以上によれば、原告は本件承認処分の無効確認を求める当事者適格を有しないこととなり、被告市長に対する訴えは却下を免れない。」として、団地管理組合の訴えを却下し、「団地管理組合法人である原告が被告市に対して、本件土地を含む<地名略>の土地を緑地以外の用途に使用しないよう求める権利を取得することはあり得ないから、原告の請求は理由がない。」として、団地管理組合の請求を棄却したものである。
本件も、前出の成18年09月08日東京地方裁判所平成17年(行ウ)第386号裁決取消請求事件(甲事件)平成17年(行ウ)第435号建築認定処分取消請求事件(乙事件)と同様の管理組合の当事者適格(原告としての訴えの可能性)が問題となった事件である。
所有者ができる裁判だから所有者の団体でも当然できる、というのは一つの考え方ではあるが、逆また真ならずで団体の権利能力・目的に外れる場合は、構成員の性格を団体が承継できない一事例である。
代理人弁護士は、裁判前に当事者適格不存在を当然理解し、この判決を予想したであろうが、依頼者側の管理組合の裁判強行意思が固かったため訴えを提起したものであろう。

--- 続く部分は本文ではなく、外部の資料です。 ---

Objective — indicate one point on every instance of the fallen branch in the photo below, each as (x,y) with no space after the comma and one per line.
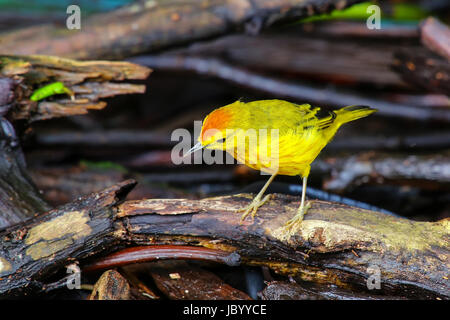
(430,171)
(281,88)
(436,36)
(90,81)
(148,26)
(336,245)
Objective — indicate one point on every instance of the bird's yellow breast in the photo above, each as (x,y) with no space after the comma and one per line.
(288,154)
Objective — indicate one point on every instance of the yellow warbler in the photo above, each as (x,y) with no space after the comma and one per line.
(276,137)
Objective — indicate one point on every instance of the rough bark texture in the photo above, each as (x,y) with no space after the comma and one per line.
(19,198)
(90,81)
(153,25)
(337,244)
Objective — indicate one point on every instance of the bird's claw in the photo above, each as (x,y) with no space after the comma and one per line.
(253,207)
(293,225)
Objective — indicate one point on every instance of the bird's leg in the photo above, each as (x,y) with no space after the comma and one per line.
(292,226)
(257,202)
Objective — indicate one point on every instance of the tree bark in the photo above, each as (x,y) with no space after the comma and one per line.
(149,26)
(337,244)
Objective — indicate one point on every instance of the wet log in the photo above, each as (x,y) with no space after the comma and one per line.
(51,241)
(436,36)
(90,81)
(19,198)
(283,290)
(19,77)
(299,92)
(337,244)
(111,286)
(342,61)
(147,26)
(181,281)
(423,71)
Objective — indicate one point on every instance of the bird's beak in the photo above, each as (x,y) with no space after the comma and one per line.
(198,146)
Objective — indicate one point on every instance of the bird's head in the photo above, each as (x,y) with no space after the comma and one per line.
(216,128)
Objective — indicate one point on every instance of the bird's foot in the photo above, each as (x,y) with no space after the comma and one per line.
(292,226)
(253,207)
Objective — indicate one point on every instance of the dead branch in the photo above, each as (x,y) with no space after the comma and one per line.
(308,57)
(19,198)
(90,81)
(282,88)
(430,171)
(423,71)
(111,286)
(436,36)
(336,245)
(178,280)
(147,26)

もともと自分たちの土地(造成時の団地内の土地で団地建築のために地元自治体に譲渡したもの)を迷惑な隣地マンション建築のために転用された、という事実がよほど腹に据えかねたものと思われる。勝敗を度外視して、世に問題を提起するために行う裁判というものもあるが、無理筋の裁判は無駄な費用を管理組合にかける結果となるため、理事会等の執行部は開始前に冷静に裁判の可否を検討すべきであろう。